Bishop Nixon's photograph of the Elders at Oyster Cove (1858) haunts me. It always has – from the moment I first saw it in 1982 in the State Library of Tasmania collection. The photograph is a ‘trace’ of the real. But, I am white and I have obtained a copy of it, and now I carry it around – slowly becoming aware of the ethics involved in having it in my possession; There is no return back to some fantasy of Tasmania as a ‘good’ white place. Sitting with this photograph, with the survivors of invasion, I look at the hands of the women, the comfort of their physical closeness to each other and their dogs. As the camera apparatus captures their image on silver nitrate for me to gaze at them – they look back at me – and for this moment, as observer, I stand in photographer Nixon’s place . I am his camera. I look at the women – Emma, Trucanini, Flora, Wapperty. They look back at me. I know it is their country. They belong to this island. Dispossessed by the British, yet the photograph speaks their possession.
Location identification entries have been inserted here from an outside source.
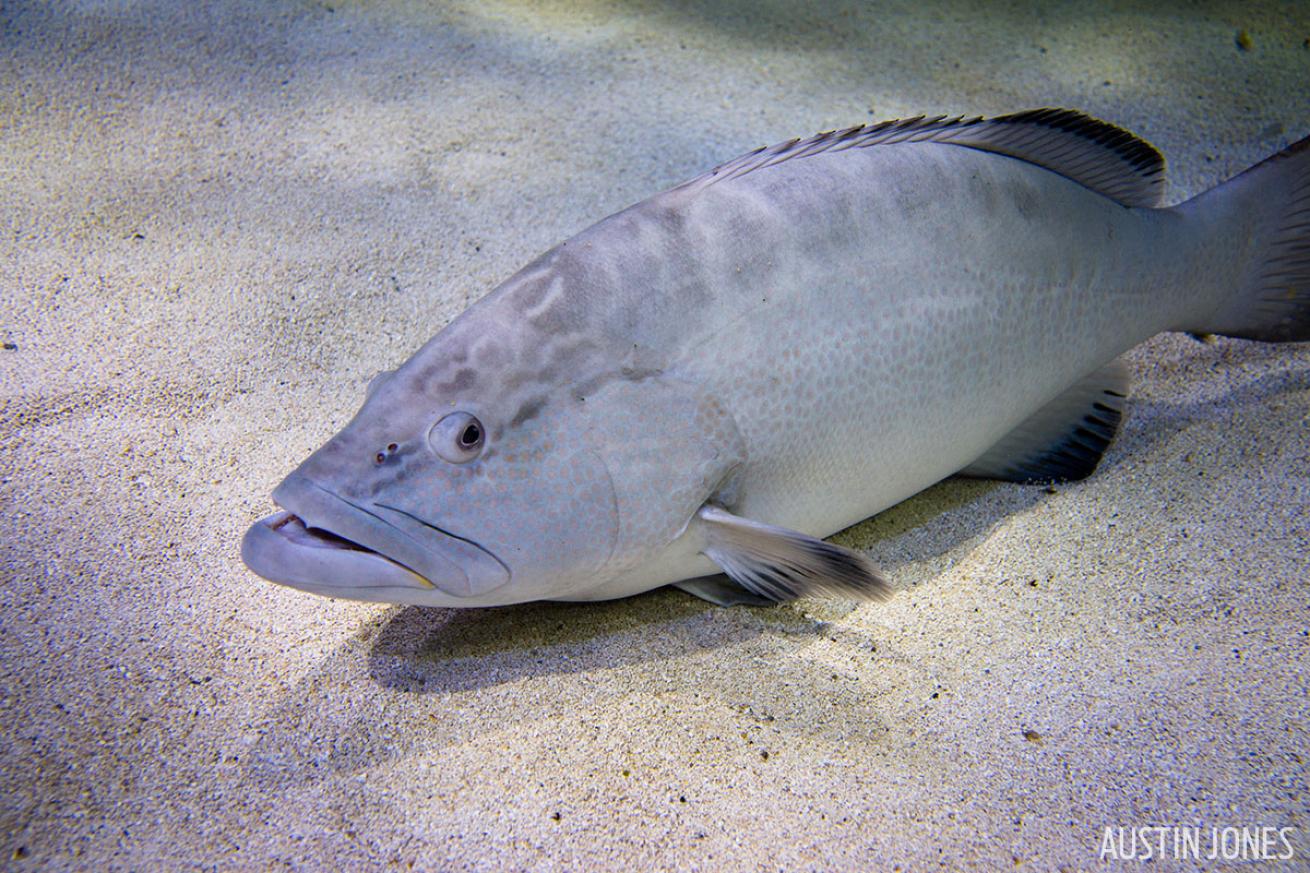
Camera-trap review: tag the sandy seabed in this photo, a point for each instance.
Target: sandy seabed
(222, 219)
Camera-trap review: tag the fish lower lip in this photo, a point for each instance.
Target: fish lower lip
(336, 545)
(283, 549)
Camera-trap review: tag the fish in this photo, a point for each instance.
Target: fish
(698, 389)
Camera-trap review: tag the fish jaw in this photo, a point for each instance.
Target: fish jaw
(328, 545)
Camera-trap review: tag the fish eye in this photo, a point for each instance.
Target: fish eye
(457, 438)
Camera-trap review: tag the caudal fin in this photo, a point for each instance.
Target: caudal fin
(1272, 302)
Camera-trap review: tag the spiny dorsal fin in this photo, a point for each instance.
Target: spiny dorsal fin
(781, 565)
(1091, 152)
(1065, 438)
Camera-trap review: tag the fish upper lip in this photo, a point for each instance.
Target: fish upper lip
(460, 566)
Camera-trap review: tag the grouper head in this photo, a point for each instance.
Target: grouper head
(494, 467)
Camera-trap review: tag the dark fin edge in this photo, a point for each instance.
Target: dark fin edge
(1275, 304)
(1066, 438)
(1085, 150)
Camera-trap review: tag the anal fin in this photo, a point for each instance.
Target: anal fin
(1065, 438)
(781, 565)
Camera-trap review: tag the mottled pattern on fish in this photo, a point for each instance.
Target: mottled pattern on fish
(785, 346)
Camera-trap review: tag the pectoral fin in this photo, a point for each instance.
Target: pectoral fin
(781, 565)
(721, 590)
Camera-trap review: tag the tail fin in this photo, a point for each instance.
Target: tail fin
(1273, 302)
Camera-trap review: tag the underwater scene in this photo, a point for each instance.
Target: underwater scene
(435, 437)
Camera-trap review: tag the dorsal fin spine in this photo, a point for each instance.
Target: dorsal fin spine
(1094, 154)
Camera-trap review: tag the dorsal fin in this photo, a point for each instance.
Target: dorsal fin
(1091, 152)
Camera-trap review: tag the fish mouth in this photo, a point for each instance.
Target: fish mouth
(325, 544)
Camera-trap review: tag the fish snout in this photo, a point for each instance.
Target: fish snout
(329, 544)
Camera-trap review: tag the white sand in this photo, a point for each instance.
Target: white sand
(220, 220)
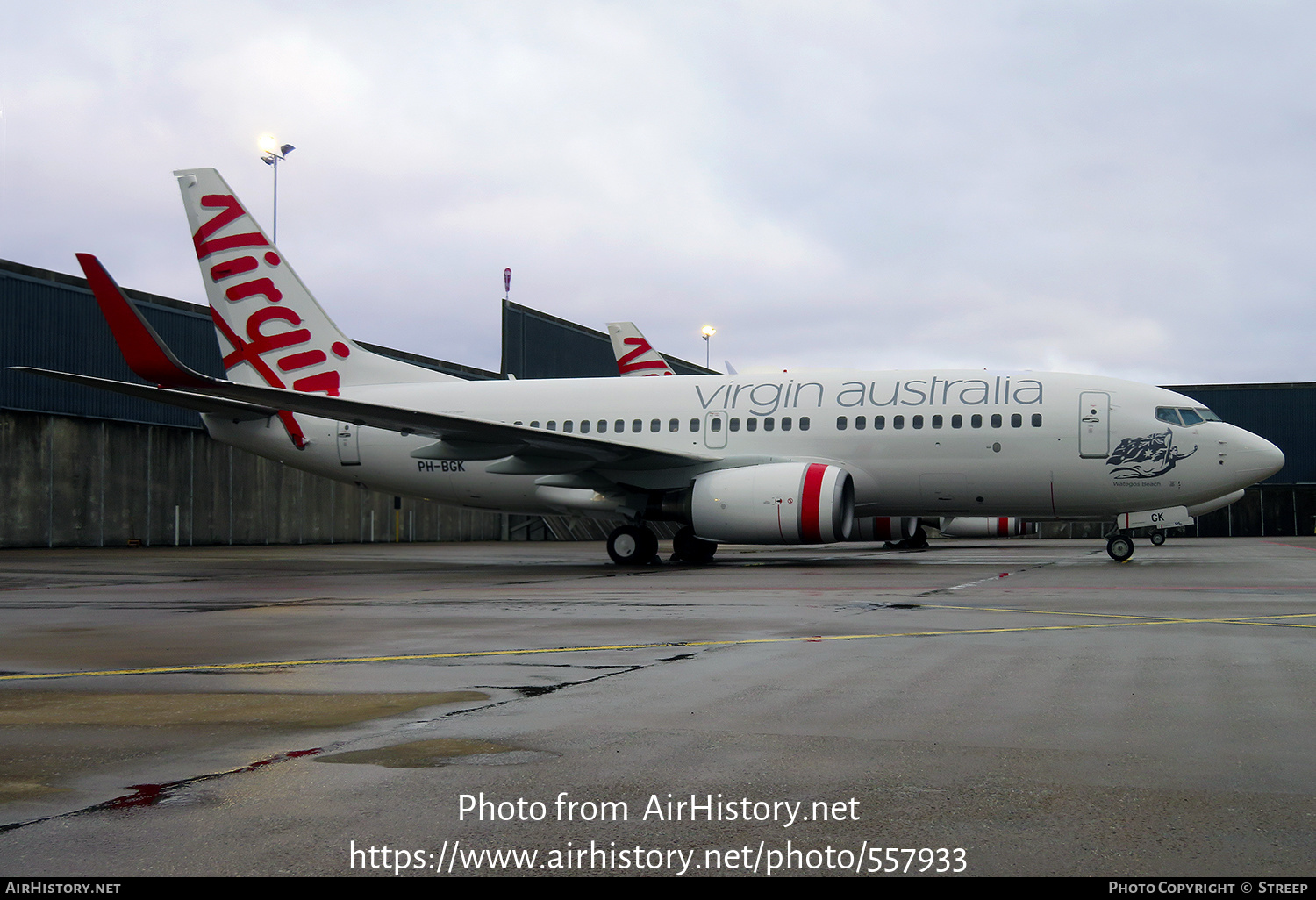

This is a photo of their sovereignty of their own country. I allow this photo to possess me back. The women, their dogs – their gaze at me – is grounded, strong: ‘this is our country, back off, you stranger – white ghost’. They speak to me, not in words, but they affect me. I dream of them, at night. I see them as I walk the streets of Hobart. Their spirit is there, whispering to me to reckon with their presence. They are not gone, as the British hoped, as most of the whites in Tasmania hoped, that they would be gone forever. No, I ‘let them come visit. I allow myself to be haunted and, as I do, I sense myself as the stranger: ‘making whiteness strange’ and the risks involved. I am the interloper. Once, this island felt like home, but now I am in another country – strangeness, dislocation. I do not belong to this nation called Australia. This nation is a Thing, a fantasy space. The Oyster Cove photograph disturbs; it is a kernel of The Real.
tayenebe is now; tayenebe makers discuss their work today.